Tuesday 02:10 GMT
Stock and currency markets across Asia were mixed as Wall Street again pulled back from record highs, leaving the Dow Jones Industrial Average shy of the 20,000 milestone.
Producer price inflation in China continued to climb, with data showing wholesale prices rose in December at their fastest pace since September 2011. The producer price index was up 5.5 per cent year on year, beating economists’ forecasts, while the consumer price index grew 2.1 per cent, a touch below expectations.
The rise in wholesale prices reflects the impact of structural reforms that have helped reduce overcapacity in some sectors, but also points to the substantial speculation in China’s onshore commodity futures market, says Zhou Hao at Commerzbank.
“The Chinese authorities have expressed concerns over these market speculations, and ‘bubble deflating’ tops the policy agenda for the coming year,” Mr Zhou said.
The Topix pushed 0.2 per cent higher as Japanese investors returned from a long weekend. Takeda Pharmaceutical was up 1.5 per cent after announcing it had agreed to buy US cancer drug manufacturer Ariad Pharmaceuticals for $5.2bn.
Australia’s S&P/ASX 200 was down 0.8 per cent, driven lower by declines for banks, as well as by energy stocks that were hit by weaker oil prices.
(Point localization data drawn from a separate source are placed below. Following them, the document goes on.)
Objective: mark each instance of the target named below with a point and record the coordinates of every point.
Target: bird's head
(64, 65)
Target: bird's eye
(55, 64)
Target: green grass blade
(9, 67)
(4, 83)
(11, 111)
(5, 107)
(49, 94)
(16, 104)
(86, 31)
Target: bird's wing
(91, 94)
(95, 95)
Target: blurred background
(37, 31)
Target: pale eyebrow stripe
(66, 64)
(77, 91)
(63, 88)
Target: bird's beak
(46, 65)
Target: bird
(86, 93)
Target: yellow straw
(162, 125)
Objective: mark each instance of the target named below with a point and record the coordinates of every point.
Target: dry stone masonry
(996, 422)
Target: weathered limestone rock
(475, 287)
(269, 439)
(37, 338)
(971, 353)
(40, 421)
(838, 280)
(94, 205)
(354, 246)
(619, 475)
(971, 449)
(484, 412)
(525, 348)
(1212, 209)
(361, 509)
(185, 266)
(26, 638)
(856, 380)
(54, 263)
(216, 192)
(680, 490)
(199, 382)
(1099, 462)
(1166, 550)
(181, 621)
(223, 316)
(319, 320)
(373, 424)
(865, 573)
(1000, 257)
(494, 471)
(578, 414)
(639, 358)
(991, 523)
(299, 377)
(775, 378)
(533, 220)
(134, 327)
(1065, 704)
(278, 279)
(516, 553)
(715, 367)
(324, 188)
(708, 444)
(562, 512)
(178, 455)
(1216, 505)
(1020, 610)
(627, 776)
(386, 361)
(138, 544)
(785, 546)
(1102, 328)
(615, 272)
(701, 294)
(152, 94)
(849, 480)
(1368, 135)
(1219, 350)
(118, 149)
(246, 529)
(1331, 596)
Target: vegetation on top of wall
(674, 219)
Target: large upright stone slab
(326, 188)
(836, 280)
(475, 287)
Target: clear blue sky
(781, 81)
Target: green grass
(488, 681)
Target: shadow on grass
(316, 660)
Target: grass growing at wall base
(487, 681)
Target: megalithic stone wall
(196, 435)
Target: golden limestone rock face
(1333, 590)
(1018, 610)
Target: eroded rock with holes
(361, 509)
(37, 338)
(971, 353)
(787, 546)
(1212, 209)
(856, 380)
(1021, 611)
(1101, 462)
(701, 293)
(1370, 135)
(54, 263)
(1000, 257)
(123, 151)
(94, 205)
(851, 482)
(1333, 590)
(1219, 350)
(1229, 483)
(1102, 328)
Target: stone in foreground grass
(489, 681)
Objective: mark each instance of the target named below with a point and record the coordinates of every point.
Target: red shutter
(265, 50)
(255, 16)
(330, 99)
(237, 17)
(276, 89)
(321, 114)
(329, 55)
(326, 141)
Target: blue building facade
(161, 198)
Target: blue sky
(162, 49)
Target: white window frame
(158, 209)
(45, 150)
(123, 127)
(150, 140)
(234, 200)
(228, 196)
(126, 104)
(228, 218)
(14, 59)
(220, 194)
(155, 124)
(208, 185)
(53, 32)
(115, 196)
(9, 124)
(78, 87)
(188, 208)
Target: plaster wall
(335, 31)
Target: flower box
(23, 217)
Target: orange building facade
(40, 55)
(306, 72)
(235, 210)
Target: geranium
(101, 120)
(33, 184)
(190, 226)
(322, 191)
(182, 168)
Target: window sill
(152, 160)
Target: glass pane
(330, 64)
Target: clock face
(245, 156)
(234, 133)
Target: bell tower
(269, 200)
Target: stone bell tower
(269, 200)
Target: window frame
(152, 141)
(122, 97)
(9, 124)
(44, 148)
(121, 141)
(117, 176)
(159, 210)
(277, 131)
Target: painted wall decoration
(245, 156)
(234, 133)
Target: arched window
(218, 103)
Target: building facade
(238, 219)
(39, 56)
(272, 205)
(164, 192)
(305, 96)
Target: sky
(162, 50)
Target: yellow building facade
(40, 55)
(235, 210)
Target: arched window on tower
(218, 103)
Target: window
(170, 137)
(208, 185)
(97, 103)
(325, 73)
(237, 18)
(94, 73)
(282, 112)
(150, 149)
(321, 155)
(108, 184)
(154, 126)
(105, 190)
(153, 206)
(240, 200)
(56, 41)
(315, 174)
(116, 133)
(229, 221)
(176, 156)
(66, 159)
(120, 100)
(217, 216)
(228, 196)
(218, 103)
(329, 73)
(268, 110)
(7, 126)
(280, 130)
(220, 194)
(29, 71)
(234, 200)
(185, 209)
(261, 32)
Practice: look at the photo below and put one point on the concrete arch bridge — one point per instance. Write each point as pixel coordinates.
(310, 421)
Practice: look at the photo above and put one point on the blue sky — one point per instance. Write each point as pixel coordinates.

Hong Kong’s Hang Seng was up 0.2 per cent, while in China the Shanghai Composite was off 0.3 per cent and the technology-focused Shenzhen Composite slipped 0.1 per cent.
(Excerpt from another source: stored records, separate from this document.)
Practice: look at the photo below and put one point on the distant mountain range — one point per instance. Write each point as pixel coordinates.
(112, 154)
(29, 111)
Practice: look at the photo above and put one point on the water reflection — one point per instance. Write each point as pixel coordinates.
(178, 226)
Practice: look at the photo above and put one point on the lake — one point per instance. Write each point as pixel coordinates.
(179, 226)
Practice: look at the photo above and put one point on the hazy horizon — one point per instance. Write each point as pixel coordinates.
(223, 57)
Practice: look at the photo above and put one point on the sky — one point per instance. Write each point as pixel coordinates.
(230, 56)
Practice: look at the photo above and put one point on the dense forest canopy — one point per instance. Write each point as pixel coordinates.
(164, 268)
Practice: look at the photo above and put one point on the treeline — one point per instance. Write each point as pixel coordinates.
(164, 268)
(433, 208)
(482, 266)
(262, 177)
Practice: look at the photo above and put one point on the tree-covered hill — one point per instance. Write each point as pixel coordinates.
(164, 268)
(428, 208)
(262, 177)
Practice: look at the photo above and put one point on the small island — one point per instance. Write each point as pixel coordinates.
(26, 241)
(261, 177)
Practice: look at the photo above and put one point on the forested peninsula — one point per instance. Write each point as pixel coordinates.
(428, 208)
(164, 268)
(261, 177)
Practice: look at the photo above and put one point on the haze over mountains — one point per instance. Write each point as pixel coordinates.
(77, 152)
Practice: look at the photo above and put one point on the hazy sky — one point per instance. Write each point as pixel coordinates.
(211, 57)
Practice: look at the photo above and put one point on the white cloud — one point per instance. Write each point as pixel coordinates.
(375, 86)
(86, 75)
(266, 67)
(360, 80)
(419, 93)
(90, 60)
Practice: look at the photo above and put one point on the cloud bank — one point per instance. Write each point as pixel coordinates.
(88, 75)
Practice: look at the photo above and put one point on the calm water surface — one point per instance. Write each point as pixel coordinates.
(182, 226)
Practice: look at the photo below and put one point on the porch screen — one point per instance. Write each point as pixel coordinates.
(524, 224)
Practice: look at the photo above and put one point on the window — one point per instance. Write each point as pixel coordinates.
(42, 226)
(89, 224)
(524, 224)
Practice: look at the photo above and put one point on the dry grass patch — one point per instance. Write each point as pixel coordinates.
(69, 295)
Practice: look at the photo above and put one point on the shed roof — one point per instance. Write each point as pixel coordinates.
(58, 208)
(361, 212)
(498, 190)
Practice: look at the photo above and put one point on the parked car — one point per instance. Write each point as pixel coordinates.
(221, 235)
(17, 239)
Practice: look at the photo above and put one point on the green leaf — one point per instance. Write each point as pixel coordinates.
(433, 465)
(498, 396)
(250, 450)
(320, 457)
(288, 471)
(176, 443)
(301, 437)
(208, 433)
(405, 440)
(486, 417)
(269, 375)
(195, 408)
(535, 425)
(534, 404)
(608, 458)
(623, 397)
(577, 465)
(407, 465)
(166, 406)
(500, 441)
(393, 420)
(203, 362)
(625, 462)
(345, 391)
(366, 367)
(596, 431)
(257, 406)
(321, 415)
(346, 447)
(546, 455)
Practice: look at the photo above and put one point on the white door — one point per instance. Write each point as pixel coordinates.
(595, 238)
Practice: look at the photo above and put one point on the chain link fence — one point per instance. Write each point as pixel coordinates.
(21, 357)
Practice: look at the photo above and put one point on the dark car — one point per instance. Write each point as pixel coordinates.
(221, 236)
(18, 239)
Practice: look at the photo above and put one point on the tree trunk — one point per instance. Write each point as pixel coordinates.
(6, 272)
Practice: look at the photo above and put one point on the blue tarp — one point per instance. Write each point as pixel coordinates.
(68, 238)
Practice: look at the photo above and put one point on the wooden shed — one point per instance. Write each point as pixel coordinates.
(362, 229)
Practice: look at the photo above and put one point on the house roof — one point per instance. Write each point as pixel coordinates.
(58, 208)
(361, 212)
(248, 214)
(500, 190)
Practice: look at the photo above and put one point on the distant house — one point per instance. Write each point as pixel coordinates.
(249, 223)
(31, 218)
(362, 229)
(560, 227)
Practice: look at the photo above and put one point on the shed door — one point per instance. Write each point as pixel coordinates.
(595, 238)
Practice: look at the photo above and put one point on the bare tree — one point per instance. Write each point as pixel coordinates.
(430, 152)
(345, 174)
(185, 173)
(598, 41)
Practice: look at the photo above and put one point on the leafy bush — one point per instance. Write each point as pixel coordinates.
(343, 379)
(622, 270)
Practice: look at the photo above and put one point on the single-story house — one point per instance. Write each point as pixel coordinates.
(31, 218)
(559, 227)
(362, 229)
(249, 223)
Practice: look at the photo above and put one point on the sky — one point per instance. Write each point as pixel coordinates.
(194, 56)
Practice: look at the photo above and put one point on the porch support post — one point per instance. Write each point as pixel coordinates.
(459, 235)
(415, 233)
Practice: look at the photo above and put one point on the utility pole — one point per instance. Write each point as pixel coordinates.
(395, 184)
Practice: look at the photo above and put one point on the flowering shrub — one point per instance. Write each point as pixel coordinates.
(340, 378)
Nearly all Asian currencies were firmer against the US dollar, although none of the major ones gained more than 0.1 per cent.
The US dollar index was flat at 101.91, having dropped 0.3 per cent on Monday in a session that prompted some sharp moves for big global currencies. The pound eased 0.1 per cent to $1.2155, after sinking 1 per cent on Monday following a weekend reiteration by Prime Minister Theresa May that the UK’s divorce from the EU could be a “hard Brexit”.
The yen was 0.1 per cent stronger at ¥115.88 per dollar, having gained 0.9 per cent on Monday.
Crude oil prices were up 0.1 per cent, with Brent, the international benchmark, at $55.01 a barrel and West Texas Intermediate at $52.03.
Prices fell 3.8 per cent in the previous session, under pressure following data on Friday that showed the US rig count rising for the 10th week in a row and countering expectations that output cuts by Opec, implemented this month, would buoy prices.